In business, perhaps the most widely used file format to store the data is the excel workbook. An excel workbook contains tables which can easily perform calculations. Just as CSV file can be imported using read.csv()
function, Excel file can be imported using read_excel()
function. In this article we will look at various options to import excel file into R. So let’s get started!
Load the Packages
Although no built in function is provided to work with the excel file, there are several R packages designed to work seamlessly with the Excel data. We will make use of read_excel()
function from readxl
package to import the excel file. Lets start with installing and loading readxl
package. We will also load tidyverse
package to use some of its functions.
install.packages("readxl",dependencies = TRUE)
library(readxl)
library(tidyverse)
Create the Excel file
Create the excel file with three worksheets as follows:
Save the excel file as employee_data.xlsx
Import the Excel file
We can import the excel file using read_excel()
function by supplying excel file name with the extension. We will store the data into object named emp_data
emp_data <- read_excel('employee_data.xlsx')
emp_data
Employee_ID Employee_Name
<dbl> <chr>
10 Rahul
20 Saket
30 Rohini
By default, the read_excel
function imports first excel worksheet.
If we want to import specific worksheet, we can use sheet
argument. If we want to import second worksheet, we will use sheet=2
in the read_excel function. We will import second workbook and store it in a object named emp_data1
emp_data1 <- read_excel('employee_data.xlsx',sheet=2)
emp_data1
Employee_ID Employee_qualification
<dbl> <chr>
10 Engineer
20 CA
30 MBA
As you can observe, we have imported second worksheet from the excel file.
Skip the number of rows
Before importing excel worksheet, we can also skip number of rows.
Let’s import the third worksheet and store it into object called emp_data2
emp_data2 <- read_excel('employee_data.xlsx',sheet=3)
emp_data2
this is employee data ...2
<chr> <chr>
this is employee data NA
this is employee data NA
Employee_ID Employee_Designation
10 Manager
20 VP
30 Trainee
The initial few rows is a text data which we want to skip. This text data is not useful for our analysis, so we won’t import it. You may also notice that the first row is converted into column names. This also needs to be corrected.
We will use skip
argument to skip the initial rows from worksheet. Since we want to skip 3 rows, we will pass skip=3
argument to read_excel()
function. We will store the data in object called emp_data3
emp_data3 <- read_excel('employee_data.xlsx',sheet=3,skip=3)
emp_data3
Employee_ID Employee_Designation
<chr> <dbl>
10 Manager
20 VP
30 Trainee
Import multiple excel sheets
Imagine you have 100s of excel worksheets in your excel file. Calling separate read_excel()
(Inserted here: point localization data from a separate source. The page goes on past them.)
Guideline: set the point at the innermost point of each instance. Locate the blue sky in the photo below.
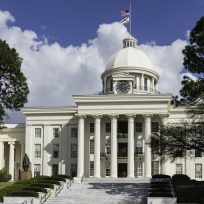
(76, 21)
(65, 44)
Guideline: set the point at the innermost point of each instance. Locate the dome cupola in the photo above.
(129, 71)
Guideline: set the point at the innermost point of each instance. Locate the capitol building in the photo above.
(102, 135)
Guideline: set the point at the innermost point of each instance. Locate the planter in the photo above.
(161, 200)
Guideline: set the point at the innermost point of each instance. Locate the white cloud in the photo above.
(55, 72)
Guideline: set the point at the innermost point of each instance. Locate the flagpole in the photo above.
(130, 26)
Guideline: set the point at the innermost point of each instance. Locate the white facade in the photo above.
(102, 135)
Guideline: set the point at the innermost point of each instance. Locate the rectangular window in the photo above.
(107, 166)
(55, 132)
(155, 167)
(74, 132)
(108, 147)
(36, 170)
(198, 153)
(91, 128)
(37, 150)
(139, 149)
(139, 169)
(55, 169)
(198, 170)
(145, 84)
(91, 168)
(37, 132)
(155, 127)
(73, 170)
(179, 169)
(55, 151)
(91, 146)
(108, 127)
(73, 150)
(138, 127)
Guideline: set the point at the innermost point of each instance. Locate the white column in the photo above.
(131, 146)
(11, 159)
(148, 154)
(80, 148)
(142, 82)
(22, 154)
(97, 138)
(2, 161)
(114, 163)
(164, 122)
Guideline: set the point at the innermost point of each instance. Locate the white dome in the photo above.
(129, 57)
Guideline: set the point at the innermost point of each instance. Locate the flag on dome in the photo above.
(125, 20)
(125, 13)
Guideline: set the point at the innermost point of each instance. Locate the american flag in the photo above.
(125, 13)
(125, 20)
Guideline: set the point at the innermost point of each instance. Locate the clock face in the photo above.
(123, 87)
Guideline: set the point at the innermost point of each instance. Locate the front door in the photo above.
(122, 170)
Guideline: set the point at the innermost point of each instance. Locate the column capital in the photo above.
(113, 115)
(148, 115)
(164, 115)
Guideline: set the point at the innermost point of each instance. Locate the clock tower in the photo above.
(129, 71)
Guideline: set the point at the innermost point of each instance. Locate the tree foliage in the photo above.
(192, 91)
(172, 142)
(13, 86)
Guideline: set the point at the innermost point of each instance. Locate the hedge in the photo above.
(24, 194)
(161, 176)
(35, 189)
(43, 185)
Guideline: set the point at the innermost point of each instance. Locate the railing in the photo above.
(58, 190)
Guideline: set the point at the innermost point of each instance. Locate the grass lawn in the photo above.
(4, 184)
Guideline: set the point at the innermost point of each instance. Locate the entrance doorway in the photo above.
(122, 170)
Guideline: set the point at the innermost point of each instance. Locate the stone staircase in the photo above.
(104, 191)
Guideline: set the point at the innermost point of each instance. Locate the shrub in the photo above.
(180, 179)
(58, 178)
(35, 189)
(43, 185)
(50, 181)
(160, 194)
(4, 176)
(24, 194)
(161, 176)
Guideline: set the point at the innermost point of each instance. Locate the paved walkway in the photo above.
(104, 191)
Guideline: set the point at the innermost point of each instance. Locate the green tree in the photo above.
(192, 91)
(13, 86)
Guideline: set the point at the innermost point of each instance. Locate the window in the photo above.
(107, 165)
(36, 170)
(179, 169)
(91, 168)
(198, 153)
(55, 150)
(139, 169)
(108, 147)
(73, 170)
(37, 132)
(74, 132)
(55, 132)
(139, 147)
(145, 84)
(108, 127)
(37, 150)
(55, 169)
(91, 146)
(138, 127)
(155, 167)
(198, 170)
(73, 150)
(155, 126)
(91, 128)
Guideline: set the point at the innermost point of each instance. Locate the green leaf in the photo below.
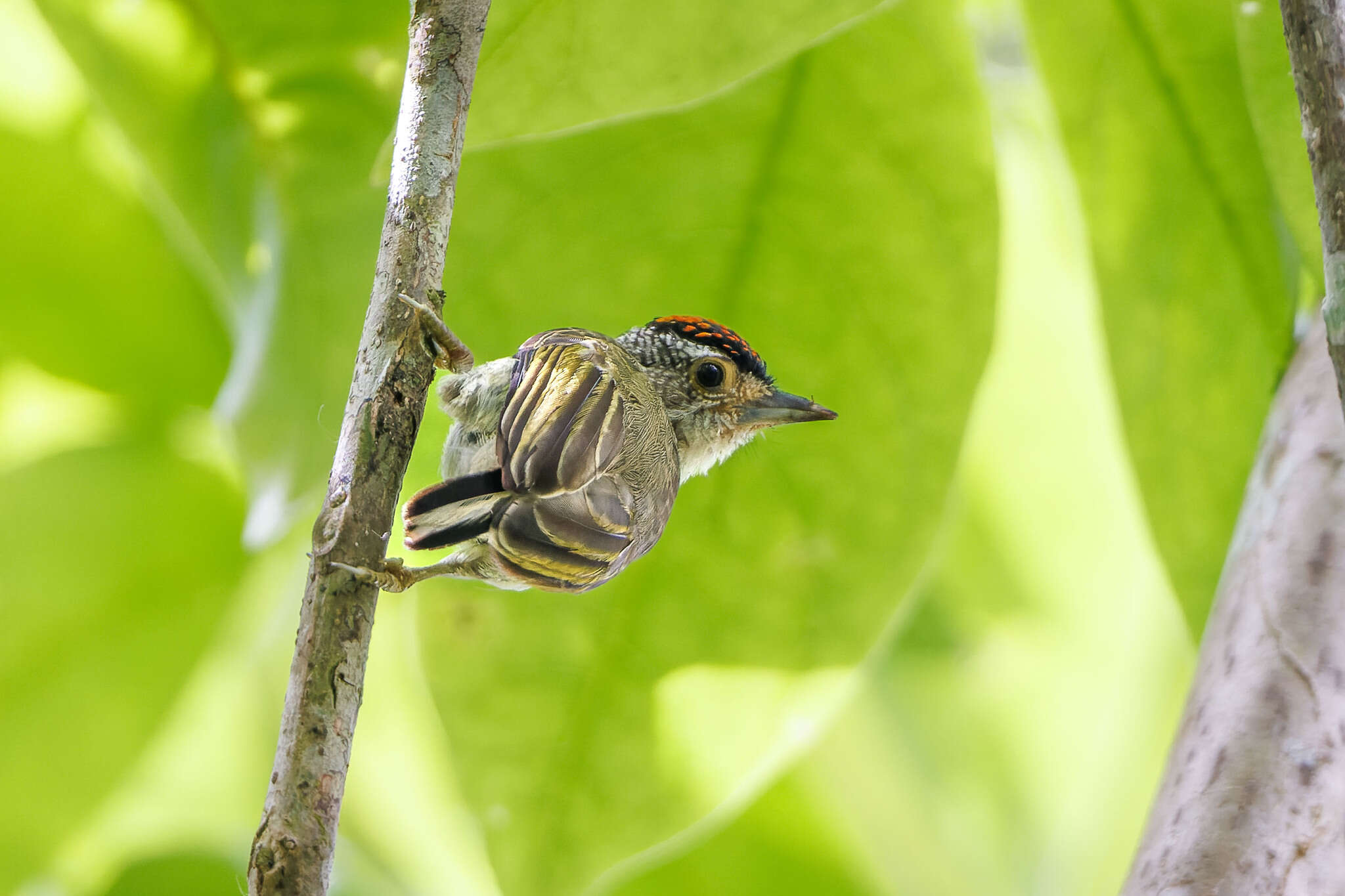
(1269, 85)
(92, 291)
(814, 211)
(548, 65)
(1007, 742)
(1197, 301)
(120, 567)
(201, 875)
(255, 131)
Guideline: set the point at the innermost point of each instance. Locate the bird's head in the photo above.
(715, 387)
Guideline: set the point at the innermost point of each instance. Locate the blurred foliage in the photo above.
(1196, 286)
(927, 649)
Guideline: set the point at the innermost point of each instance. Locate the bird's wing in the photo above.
(562, 430)
(564, 418)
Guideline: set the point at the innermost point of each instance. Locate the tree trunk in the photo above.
(292, 852)
(1252, 800)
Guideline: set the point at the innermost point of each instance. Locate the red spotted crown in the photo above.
(703, 330)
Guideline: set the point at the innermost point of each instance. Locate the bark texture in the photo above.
(1314, 32)
(1252, 800)
(292, 852)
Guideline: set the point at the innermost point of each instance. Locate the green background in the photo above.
(1043, 258)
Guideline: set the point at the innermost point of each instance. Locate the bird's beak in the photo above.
(782, 408)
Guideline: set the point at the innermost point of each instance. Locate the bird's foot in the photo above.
(397, 576)
(393, 576)
(450, 351)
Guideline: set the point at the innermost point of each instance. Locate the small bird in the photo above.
(564, 459)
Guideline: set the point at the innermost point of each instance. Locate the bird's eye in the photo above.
(711, 373)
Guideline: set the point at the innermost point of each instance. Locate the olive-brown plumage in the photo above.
(564, 461)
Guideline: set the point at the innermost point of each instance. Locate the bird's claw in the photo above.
(390, 578)
(450, 351)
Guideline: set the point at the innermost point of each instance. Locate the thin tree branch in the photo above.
(1251, 801)
(1314, 32)
(292, 852)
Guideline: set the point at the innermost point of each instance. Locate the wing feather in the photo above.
(564, 418)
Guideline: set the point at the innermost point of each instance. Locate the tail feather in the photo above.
(454, 511)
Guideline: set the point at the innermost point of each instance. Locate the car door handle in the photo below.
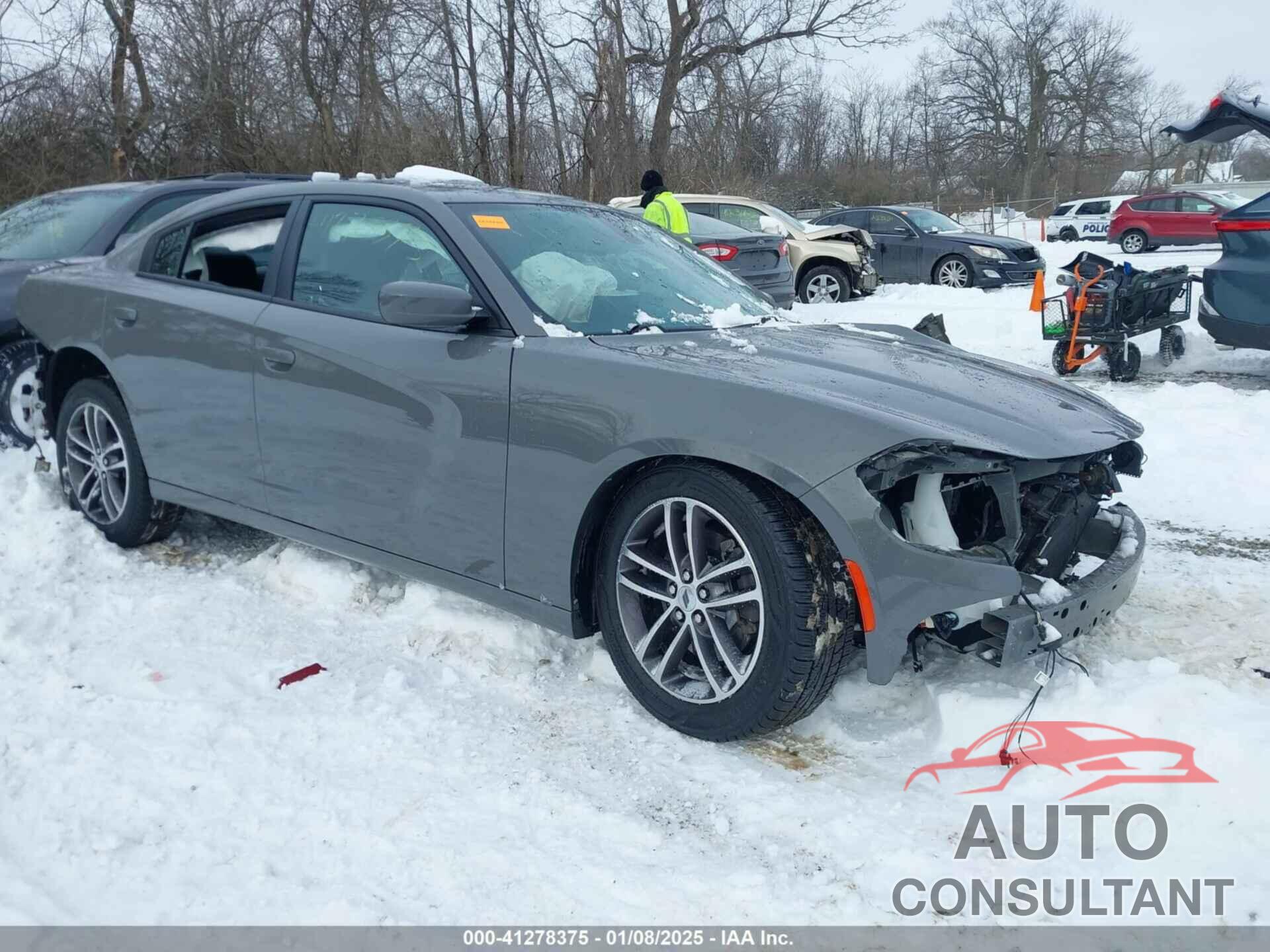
(277, 358)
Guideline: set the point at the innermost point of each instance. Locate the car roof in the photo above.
(444, 190)
(1096, 198)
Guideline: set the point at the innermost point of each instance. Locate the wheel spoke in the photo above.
(668, 517)
(629, 553)
(686, 640)
(669, 662)
(704, 644)
(642, 648)
(643, 589)
(83, 491)
(727, 649)
(693, 537)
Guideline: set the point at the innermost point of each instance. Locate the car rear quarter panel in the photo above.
(64, 306)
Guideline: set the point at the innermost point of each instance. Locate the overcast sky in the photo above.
(1194, 45)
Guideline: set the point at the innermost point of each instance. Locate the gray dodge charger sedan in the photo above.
(550, 407)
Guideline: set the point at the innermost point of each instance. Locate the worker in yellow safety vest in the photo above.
(662, 208)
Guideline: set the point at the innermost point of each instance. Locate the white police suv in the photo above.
(1082, 219)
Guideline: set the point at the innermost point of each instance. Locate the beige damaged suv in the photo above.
(829, 263)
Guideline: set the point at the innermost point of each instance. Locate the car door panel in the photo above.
(388, 436)
(898, 248)
(183, 354)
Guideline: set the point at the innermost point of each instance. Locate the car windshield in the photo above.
(595, 270)
(789, 221)
(931, 222)
(58, 225)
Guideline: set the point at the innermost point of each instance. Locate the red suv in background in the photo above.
(1173, 219)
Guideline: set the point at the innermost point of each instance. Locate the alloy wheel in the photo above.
(824, 290)
(97, 463)
(22, 397)
(690, 601)
(954, 274)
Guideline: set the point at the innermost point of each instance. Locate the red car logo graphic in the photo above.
(1075, 748)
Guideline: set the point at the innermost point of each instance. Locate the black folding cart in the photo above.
(1105, 305)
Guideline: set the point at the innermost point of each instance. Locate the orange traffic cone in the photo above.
(1038, 294)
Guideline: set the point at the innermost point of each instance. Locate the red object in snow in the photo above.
(300, 676)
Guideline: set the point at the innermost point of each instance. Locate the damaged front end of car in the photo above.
(996, 556)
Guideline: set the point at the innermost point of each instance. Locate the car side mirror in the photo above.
(425, 305)
(771, 226)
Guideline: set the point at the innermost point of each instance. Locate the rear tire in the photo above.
(18, 385)
(1058, 360)
(798, 640)
(825, 285)
(952, 272)
(102, 471)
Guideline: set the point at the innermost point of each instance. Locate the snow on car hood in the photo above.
(831, 231)
(902, 385)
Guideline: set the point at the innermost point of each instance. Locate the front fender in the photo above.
(907, 583)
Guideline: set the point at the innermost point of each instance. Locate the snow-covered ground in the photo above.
(456, 766)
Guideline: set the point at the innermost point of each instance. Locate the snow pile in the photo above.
(422, 175)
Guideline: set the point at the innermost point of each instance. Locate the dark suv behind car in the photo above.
(77, 222)
(923, 245)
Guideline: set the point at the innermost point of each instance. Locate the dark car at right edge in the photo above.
(1236, 303)
(921, 245)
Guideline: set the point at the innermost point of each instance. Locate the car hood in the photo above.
(12, 274)
(978, 238)
(898, 386)
(839, 231)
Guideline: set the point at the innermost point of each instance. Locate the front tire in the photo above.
(102, 471)
(1133, 241)
(1058, 360)
(18, 385)
(825, 285)
(775, 626)
(954, 272)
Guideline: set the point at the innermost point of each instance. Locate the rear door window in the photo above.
(1198, 206)
(887, 223)
(349, 252)
(157, 210)
(234, 251)
(742, 216)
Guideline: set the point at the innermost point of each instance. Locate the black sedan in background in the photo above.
(923, 245)
(762, 260)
function for all these worksheets shall be repetitive and cumbersome task. (you will have to write the same line of code 100 times) Can we automate this boring stuff?
The apply
function comes to our rescue. We can create a character vector of all excel worksheets and pass it on to the read_excel()
function. Using lapply
function, we can loop over the read_excel()
function on all the worksheets and import them one by one in a list.
This is how it works
work_sheet <- excel_sheets('employee_data.xlsx')
work_sheet
[1] "Sheet1" "Sheet2" "Sheet3"
The character vector work_sheet
contains the name of worksheets in the excel file. We can use lapply
function on this character vector to import all the worksheets in excel file.
emp_data_all <- lapply(work_sheet, function(X) readxl::read_excel('employee_data.xlsx', sheet = X))
emp_data_all
emp_data_all
consists list with three elements. Each list element is a data from a worksheet. Let’s check the data from worksheet 1
You can further append all the data into one spread sheet table using reduce
function from purrr
package. Using merge
function and by supplying common column name we can merge all the separate excel worksheets together and produce one single consolidated excel spreadsheet.
Since we had to remove the initial rows from data, We will drop the third worksheet to maintain the consistency in column names.
lapply(work_sheet[-3], function(X) readxl::read_excel('employee_data.xlsx', sheet = X))%>%
purrr::reduce(merge,by="Employee_ID")
Summary
In this article we used read_excel
function from readxl
package to import the excel file. We also explored various options from read_excel
function used while importing the data.
Finally we used lapply
function along with read_excel
to import multiple excel worksheet at once. We combined these worksheets into one excel spreadsheet using reduce
function from purr
package.